Previously, Aarron founded the UX practice at MailChimp and helped grow the product from a few thousand users to more than 10 million over eight years. He's offered design guidance to the White House, the US Department of State, dozens of startups, venture capitalists and students at design colleges throughout the U.S. and Europe.

He is the author of the best selling book Designing for Emotion from A Book Apart. You'll find @aarron on Twitter sharing thoughts on design. 

He will be live on May 18 starting at 930 AM PT for one and a half hours during which he will answer as many questions as possible.

  • JP

    John Phamvan

    7 months ago #

    Hi Aarron - thanks for being here.
    Can you talk more about the role of UX in a startup's growth?
    Does that role change based on stage (e.g, pre and post product-market fit)?
    How do you measure its impact?

    • AW

      Aarron Walter

      7 months ago #

      Hi, John.

      UX is critical at a startup as product success is not determined by function alone. Great products address user's needs *and* feel great to use. To stand out in a crowded market we've got to create products that provide a solid user experience.
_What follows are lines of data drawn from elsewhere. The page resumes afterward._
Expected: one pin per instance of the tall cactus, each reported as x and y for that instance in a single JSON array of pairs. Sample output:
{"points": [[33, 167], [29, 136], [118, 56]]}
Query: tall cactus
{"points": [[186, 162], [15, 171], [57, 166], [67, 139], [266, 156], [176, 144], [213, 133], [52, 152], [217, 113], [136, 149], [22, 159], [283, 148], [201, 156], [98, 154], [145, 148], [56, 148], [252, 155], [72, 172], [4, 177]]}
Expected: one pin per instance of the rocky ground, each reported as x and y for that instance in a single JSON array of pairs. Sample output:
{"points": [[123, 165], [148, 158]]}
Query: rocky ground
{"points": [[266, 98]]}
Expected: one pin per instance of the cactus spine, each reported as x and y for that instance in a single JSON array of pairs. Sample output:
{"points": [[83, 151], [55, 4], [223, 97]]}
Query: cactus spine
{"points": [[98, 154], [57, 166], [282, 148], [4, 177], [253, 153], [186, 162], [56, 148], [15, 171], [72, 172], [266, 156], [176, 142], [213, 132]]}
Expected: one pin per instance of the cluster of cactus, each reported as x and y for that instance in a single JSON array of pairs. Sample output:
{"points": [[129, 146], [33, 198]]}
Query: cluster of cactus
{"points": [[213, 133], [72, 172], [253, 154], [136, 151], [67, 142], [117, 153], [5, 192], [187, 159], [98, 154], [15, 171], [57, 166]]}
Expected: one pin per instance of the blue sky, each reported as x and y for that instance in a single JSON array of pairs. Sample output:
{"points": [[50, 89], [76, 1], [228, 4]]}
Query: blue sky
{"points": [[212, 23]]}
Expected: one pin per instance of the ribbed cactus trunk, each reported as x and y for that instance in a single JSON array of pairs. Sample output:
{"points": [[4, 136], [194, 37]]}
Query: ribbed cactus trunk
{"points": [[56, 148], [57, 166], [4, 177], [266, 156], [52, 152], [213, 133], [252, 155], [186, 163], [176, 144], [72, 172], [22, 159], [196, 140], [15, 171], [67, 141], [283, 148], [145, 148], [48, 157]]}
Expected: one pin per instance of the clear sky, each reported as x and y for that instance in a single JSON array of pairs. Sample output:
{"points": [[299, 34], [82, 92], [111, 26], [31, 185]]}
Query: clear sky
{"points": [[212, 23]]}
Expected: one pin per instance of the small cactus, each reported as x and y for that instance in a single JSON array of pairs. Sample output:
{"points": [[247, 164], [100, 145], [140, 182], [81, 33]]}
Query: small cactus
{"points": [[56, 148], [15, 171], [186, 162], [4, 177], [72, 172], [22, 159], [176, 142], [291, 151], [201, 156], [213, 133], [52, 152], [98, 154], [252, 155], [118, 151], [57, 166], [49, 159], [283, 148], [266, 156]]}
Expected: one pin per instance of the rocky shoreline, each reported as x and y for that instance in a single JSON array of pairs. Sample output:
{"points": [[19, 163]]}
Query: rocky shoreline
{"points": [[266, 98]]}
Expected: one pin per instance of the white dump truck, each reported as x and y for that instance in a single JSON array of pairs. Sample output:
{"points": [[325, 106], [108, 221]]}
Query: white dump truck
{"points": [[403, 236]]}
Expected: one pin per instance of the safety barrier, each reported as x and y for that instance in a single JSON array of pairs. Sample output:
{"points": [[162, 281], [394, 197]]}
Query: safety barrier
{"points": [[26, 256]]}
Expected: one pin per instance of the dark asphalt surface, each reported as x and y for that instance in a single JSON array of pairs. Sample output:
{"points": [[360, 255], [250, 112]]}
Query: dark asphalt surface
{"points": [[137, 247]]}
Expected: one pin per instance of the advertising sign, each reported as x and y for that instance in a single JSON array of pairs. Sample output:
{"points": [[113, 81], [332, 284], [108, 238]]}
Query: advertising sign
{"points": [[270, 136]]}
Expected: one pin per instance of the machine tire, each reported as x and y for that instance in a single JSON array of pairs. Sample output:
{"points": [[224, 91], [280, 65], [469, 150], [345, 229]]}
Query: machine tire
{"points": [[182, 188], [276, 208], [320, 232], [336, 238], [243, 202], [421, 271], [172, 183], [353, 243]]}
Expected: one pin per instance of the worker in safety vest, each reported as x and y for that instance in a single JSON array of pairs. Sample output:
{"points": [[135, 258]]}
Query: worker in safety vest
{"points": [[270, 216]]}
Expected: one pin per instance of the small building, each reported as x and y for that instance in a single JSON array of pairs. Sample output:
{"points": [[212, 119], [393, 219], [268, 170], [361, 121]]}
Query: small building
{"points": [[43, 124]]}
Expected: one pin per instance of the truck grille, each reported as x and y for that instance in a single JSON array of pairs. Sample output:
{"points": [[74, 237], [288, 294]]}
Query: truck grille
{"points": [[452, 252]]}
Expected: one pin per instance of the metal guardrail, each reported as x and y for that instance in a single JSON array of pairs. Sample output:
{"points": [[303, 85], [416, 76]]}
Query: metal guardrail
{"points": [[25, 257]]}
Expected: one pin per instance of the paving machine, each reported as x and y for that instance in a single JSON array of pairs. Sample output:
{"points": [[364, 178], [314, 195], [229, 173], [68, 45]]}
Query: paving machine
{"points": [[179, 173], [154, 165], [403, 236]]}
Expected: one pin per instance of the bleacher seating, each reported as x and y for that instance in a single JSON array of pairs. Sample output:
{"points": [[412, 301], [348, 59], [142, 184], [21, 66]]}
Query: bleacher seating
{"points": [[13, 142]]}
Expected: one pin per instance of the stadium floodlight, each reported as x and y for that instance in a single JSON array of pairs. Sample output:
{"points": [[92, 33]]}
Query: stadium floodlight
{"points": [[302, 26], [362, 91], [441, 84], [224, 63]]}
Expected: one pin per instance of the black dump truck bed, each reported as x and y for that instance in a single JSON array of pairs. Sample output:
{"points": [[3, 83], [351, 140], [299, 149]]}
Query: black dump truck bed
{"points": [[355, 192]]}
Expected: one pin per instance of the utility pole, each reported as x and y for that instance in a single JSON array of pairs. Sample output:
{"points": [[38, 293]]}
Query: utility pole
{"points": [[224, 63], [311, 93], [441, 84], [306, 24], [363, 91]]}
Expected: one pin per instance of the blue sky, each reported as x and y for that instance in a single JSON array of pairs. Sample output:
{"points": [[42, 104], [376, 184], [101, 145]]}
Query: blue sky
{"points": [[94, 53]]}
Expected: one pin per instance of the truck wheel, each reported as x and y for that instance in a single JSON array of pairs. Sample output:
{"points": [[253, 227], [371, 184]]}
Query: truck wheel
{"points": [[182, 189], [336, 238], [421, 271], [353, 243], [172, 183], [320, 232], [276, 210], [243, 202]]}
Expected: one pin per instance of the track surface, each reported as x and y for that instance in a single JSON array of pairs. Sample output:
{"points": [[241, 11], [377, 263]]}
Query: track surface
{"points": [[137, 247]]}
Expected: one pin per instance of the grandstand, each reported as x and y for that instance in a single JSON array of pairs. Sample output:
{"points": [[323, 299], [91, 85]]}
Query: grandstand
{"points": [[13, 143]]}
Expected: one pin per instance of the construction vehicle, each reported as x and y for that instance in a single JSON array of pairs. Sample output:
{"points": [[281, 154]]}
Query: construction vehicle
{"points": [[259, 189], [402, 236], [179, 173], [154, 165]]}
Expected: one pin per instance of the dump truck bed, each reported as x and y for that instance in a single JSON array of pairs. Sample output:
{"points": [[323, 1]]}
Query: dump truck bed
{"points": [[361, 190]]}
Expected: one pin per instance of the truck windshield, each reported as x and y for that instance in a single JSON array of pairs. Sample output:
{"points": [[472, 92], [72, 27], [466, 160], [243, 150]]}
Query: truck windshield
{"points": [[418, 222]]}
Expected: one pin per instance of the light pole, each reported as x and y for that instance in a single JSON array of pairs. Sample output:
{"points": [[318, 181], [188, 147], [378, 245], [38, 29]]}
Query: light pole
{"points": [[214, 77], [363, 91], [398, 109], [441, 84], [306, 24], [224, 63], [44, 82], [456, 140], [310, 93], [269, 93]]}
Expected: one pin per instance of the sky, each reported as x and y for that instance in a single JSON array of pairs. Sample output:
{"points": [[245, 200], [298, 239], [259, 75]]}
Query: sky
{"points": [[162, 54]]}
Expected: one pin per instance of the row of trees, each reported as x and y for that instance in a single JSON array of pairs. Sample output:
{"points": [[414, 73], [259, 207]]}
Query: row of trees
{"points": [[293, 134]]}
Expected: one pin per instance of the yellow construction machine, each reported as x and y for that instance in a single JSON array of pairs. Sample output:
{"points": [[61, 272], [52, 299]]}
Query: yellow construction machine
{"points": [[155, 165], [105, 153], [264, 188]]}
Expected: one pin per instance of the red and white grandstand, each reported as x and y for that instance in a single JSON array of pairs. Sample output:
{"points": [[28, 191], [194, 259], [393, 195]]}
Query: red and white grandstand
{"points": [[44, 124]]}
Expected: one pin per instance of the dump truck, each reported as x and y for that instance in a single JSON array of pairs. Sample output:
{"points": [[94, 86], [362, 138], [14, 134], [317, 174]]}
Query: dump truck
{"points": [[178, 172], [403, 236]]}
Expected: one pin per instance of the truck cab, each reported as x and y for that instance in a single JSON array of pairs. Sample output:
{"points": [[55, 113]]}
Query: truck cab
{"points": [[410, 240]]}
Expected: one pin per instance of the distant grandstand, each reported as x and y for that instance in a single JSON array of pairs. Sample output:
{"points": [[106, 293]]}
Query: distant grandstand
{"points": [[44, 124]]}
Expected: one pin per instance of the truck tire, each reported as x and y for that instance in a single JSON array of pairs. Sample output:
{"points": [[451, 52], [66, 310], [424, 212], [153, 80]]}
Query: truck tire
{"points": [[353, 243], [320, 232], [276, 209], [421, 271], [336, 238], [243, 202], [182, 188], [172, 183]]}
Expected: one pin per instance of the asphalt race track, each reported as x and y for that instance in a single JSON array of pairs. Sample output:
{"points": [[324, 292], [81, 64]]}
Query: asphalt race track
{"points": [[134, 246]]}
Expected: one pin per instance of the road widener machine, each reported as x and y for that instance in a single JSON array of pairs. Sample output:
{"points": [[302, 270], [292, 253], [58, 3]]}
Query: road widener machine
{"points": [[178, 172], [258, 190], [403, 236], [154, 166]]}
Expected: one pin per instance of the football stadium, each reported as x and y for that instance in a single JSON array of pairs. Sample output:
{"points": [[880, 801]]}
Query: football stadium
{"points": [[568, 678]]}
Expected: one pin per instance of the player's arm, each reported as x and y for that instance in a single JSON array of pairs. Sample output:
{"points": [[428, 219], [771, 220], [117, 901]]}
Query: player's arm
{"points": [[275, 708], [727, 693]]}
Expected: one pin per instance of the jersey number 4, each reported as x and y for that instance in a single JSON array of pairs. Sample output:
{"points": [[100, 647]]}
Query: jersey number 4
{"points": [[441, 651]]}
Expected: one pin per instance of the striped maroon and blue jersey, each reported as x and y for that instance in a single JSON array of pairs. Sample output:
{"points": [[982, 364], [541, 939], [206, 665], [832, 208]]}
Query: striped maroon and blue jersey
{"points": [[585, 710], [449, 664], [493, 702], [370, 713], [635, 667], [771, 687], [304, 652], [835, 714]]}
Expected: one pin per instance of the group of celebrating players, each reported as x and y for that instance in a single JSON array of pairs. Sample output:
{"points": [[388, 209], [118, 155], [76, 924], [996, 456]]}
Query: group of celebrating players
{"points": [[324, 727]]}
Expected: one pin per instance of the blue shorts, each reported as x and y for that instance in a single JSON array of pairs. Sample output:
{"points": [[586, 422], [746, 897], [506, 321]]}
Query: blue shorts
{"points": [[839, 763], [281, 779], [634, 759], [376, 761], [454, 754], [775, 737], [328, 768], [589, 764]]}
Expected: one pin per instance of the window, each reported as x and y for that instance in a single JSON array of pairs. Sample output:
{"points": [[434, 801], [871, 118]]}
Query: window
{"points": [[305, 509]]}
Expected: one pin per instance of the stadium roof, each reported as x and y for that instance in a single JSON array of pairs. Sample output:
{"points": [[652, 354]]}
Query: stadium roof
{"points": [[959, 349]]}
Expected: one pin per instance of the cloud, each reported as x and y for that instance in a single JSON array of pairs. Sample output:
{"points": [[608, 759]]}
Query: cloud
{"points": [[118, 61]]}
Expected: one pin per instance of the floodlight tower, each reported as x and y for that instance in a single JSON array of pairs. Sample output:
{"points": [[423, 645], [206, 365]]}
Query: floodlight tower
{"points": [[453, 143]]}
      Design certainly does change as a company scales. I've written in detail about the challenges of scaling design teams here> https://medium.com/leading-design/7-problems-growing-design-teams-face-5fd94292d405

      In a small company, design is visible to all which makes its value and position in the process apparent. But as the company scales designers need to work harder to socialize their work and get more people involved. When design is no longer visible in a company, it no longer has power.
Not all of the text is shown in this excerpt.